Sadly, I am not surprised. I’m not seeking to take advantage of these tragic events (ala Ken Livingstone), simply comment on current events as they unfold. I blogged last year, and earlier in this year, that the real danger of the economic depression that faces us is the way people respond to it. If you have food on your plate, and money in your pocket, the scenes we have seen in the last few days, and especially tonight, would never have happened. But when these things are lacking, then history proves to us that trouble is likely.

However, this is more than the effect of severe economic plight. This is the fruit of years of poor parenting, poor education, poor integration and poor preparation with regards to our young people. These are teenagers and disaffected twenty-somethings who lack the skills that could provide them with a future in such tough times.
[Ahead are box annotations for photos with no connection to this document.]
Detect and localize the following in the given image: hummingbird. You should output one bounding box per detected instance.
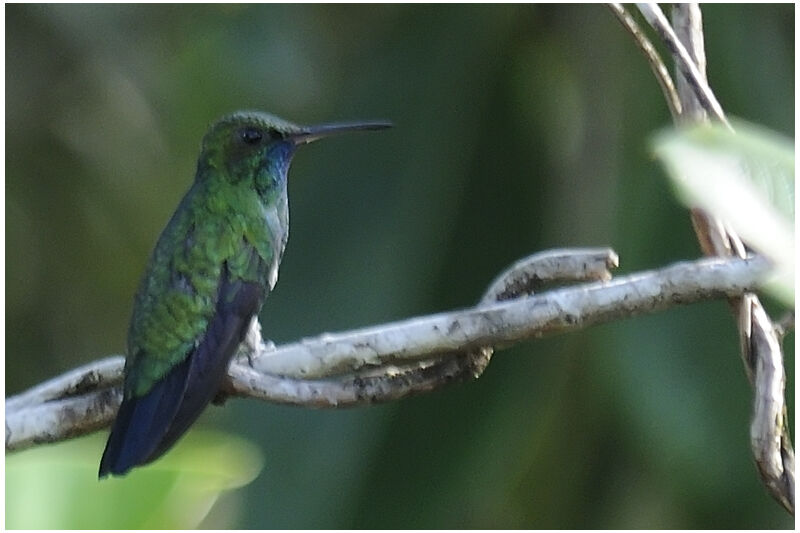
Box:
[99,111,391,478]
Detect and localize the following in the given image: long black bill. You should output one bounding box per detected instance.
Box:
[292,120,392,144]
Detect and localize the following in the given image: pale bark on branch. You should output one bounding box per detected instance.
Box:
[609,2,795,514]
[6,249,769,450]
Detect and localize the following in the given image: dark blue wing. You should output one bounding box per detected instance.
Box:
[99,269,266,477]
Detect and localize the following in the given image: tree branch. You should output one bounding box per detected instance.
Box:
[611,3,794,515]
[6,250,769,451]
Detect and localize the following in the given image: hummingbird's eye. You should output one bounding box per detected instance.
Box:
[239,128,264,144]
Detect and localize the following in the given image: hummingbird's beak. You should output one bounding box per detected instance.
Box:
[290,121,392,145]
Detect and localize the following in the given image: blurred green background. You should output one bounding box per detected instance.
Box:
[6,5,795,528]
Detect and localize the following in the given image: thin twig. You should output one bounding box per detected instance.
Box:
[608,3,683,120]
[636,2,731,128]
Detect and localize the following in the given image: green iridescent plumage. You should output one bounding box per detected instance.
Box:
[100,108,388,477]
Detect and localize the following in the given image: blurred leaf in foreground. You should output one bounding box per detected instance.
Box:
[6,430,263,529]
[653,121,794,307]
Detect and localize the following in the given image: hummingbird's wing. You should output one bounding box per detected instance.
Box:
[100,268,266,477]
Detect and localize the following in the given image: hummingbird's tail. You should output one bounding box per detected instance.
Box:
[99,274,266,478]
[99,357,190,478]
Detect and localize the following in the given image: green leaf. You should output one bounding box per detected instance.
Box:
[6,430,262,529]
[653,121,794,307]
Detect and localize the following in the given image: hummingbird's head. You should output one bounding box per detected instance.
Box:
[200,111,391,181]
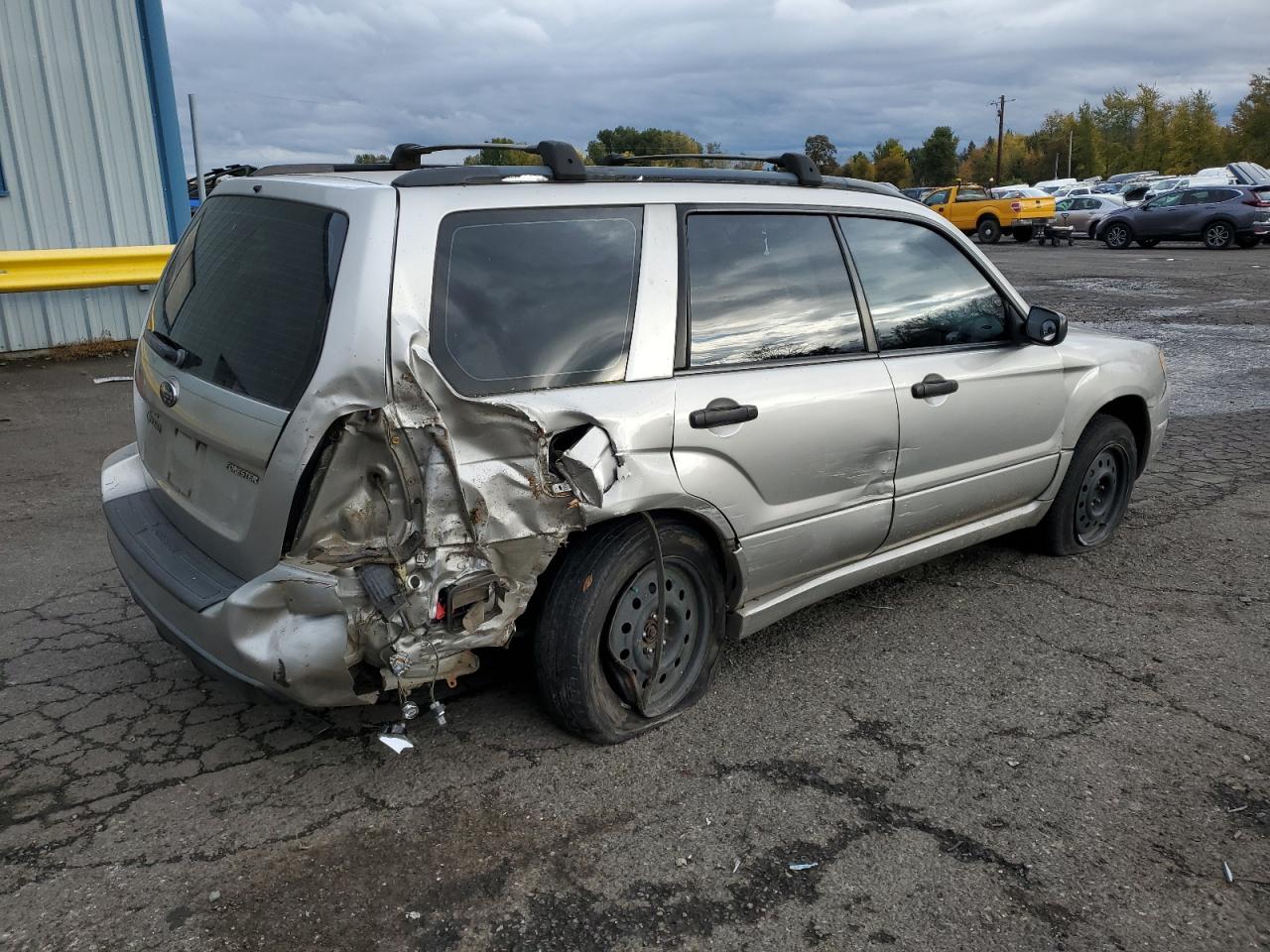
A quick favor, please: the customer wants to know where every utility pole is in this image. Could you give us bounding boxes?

They lack the links to their society and their common man to therefore possess the foresight that would allow them to see the consequences of their actions. ‘The Guardian’ has summed it up well. British society, post WWII, has let them down.

It is despicable to watch. It will require much more than riot shields, fire fighters and street cleaners to sort this out. Tonight we can pray for London- tomorrow we should pray for our young people.